Missing values in several variables are typical in large datasets. Multiple imputations are a practical way of generating values based on a series of models of imputation, one with missing values for each feature. For any other variables that have missing values, the process is repeated many times. The repetition during the process is termed a cycle. The process that is used to generate a single imputed data set is normally replicated over multiple cycles, and the entire process is used m times to provide datasets imputed. MI is crucial since each variable is imputed to be appropriate for different types of variables by its model imputation. In many MI cases, there are conditions to be satisfied before performing any missing data analysis. First, data must be MAR data that depends on observed variables. Also the appropriate model should match other models for MI’s missing data.

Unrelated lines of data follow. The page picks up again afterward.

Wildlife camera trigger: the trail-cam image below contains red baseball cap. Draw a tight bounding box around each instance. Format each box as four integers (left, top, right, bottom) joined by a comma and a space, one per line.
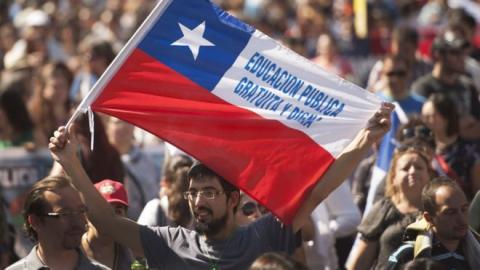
95, 179, 128, 207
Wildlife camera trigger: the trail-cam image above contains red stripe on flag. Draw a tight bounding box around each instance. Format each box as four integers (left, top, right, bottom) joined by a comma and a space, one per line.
92, 49, 334, 223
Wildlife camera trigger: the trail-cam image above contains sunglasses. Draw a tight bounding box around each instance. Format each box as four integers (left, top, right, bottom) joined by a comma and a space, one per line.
402, 126, 432, 139
241, 202, 268, 217
386, 70, 407, 77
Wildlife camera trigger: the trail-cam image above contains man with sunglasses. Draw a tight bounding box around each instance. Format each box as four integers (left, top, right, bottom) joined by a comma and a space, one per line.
49, 103, 393, 270
412, 26, 480, 140
7, 176, 108, 270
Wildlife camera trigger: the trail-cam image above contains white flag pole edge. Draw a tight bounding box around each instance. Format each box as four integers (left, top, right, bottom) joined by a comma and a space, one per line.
66, 0, 173, 129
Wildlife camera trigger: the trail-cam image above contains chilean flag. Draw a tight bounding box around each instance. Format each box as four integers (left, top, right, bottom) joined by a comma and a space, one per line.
73, 0, 380, 223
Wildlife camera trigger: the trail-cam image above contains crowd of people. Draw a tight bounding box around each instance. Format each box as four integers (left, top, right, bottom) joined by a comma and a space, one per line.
0, 0, 480, 270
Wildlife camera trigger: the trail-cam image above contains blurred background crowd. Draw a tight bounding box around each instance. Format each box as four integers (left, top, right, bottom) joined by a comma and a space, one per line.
0, 0, 480, 269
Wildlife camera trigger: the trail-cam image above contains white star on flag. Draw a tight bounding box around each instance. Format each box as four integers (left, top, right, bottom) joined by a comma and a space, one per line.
171, 21, 215, 60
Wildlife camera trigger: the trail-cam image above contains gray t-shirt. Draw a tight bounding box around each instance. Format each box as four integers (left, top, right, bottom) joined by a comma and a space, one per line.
140, 214, 300, 270
5, 246, 110, 270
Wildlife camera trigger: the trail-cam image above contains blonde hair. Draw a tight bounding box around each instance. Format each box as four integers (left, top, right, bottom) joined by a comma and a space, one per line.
385, 146, 435, 198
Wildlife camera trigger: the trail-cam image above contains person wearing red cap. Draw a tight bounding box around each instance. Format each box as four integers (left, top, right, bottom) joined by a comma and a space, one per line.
82, 179, 133, 270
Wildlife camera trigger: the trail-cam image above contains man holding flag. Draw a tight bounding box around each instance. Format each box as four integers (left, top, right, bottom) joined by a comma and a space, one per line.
49, 0, 393, 269
49, 104, 393, 269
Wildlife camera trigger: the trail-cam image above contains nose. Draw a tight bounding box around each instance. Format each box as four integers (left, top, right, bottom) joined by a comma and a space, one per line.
408, 165, 417, 174
193, 193, 205, 205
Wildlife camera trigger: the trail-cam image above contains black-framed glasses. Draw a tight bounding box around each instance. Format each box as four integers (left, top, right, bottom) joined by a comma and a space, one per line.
183, 189, 225, 200
385, 70, 407, 77
402, 126, 432, 139
42, 207, 88, 219
240, 202, 268, 217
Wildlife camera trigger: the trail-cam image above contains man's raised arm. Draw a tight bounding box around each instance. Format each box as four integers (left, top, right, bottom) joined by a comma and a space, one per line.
48, 127, 143, 256
292, 103, 394, 231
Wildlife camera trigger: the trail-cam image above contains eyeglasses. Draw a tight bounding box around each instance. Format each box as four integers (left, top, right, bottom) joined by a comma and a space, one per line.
385, 70, 407, 77
183, 189, 225, 200
402, 126, 432, 139
241, 202, 268, 217
42, 207, 88, 219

3. MICE Approach Highlighted with Examples
The MICE algorithm in its present form was advanced by Buuren  , but before this time, there were different methods of implementing imputation using the models of conditional specification. It appeared first after the publication of the Statistical Software Journal of Stef Van Buuren and Karin Groothuis-Oudshoorn  . The algorithm works by randomly drawing from the observed values and then imputing the missing data values in a variable-by-variable manner. The MICE is a Markov chain Monto Carlo (MCMC) method  .
Many MICE methods recalled from [methods(mice)] that suit to different data types, two kinds mentioned that used for data in subsequent other section which:
• Multiple Imputation with Predictive Mean Matching
A popular multiple imputation method is the semi-parametric predictive mean matching (PMM) model. First proposed by Rubin, the model seeks to replace missing values using values from observed values with a similar predictive mean from the dataset. PMM is considered a standard model for handling incomplete continuous data. The PMM used for the dataset imputation had some superiority over other multiple imputation models regarding the preservation of the empirical data when said data deviates from their distributional assumptions. The study found that PMM performed better with smaller donor pools than larger pools.
• Multiple Imputation with Logistic Regression
Logistic regression is a popular classification method used when faced with binary.
MICE is intended to work with MAR data, though it can also work on data that is MNAR.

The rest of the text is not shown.